| Icarus Sparry 2006-12-20, 1:39 am |
| On Tue, 19 Dec 2006 16:07:56 -0800, Spiros Bousbouras wrote:
> Assume we have a regexp of the form 'E1|E2' where E1 , E2 are also
> regexps and we attempt to match it against a string where both E1
> and E2 match. Does the POSIX standard (or some man page) determine
> which of E1 , E2 is considered the match ? This could be important
> in case the whole of E1|E2 is inside parentheses and we refer to it
> later.
>
> I'm interested in the answer in the general case where we have regexps
> E1 , E2 , ... , En and we form a regexp by taking their disjunction ie
> E1|E2|...|En
The usual matching is first "leftmost", then "longest" of successful
matches.
Using GNU sed, which has patterns of this form, one sees
I="I am the friend of fred and joe today"

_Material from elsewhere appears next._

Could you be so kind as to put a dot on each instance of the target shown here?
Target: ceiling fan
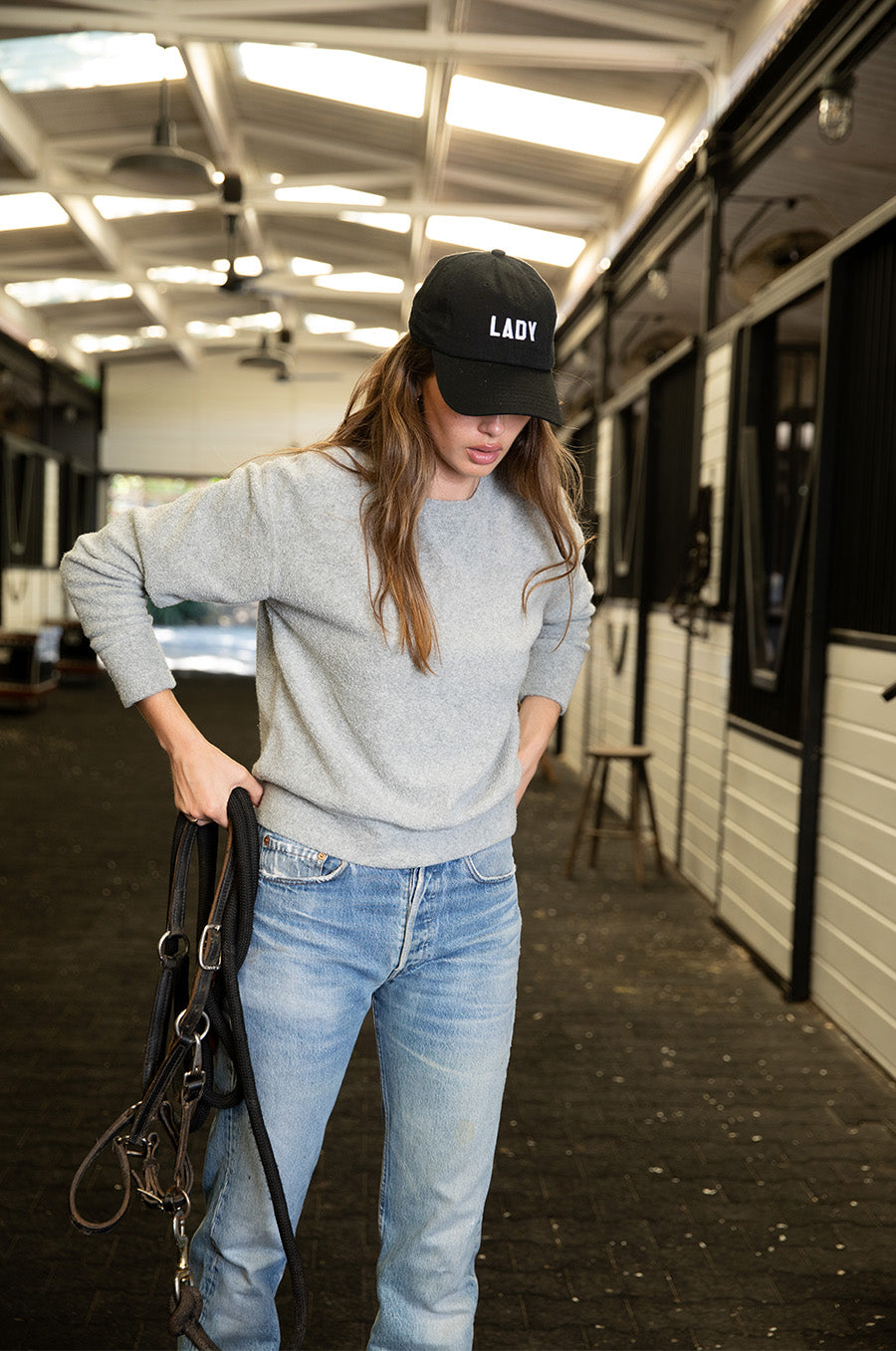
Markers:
(269, 281)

echo "$I" | sed -r 's/joe|fred/bill/'
outputting
I am the friend of bill and joe today
So here joe matched leftmost (earliest) in the input.
echo "$I" | sed -r 's/of f[der]*|of fr[^t]*/peter /'
outputs
I am the friend of peter today
Here both patterns match at the same place, so the longer one, matching
"of fred and joe " rather than "of fred" wins.
This may be spelled out in your online manual for "regexp". If not the
O'Reilly book "Mastering Regular Expressions" is well worth reading.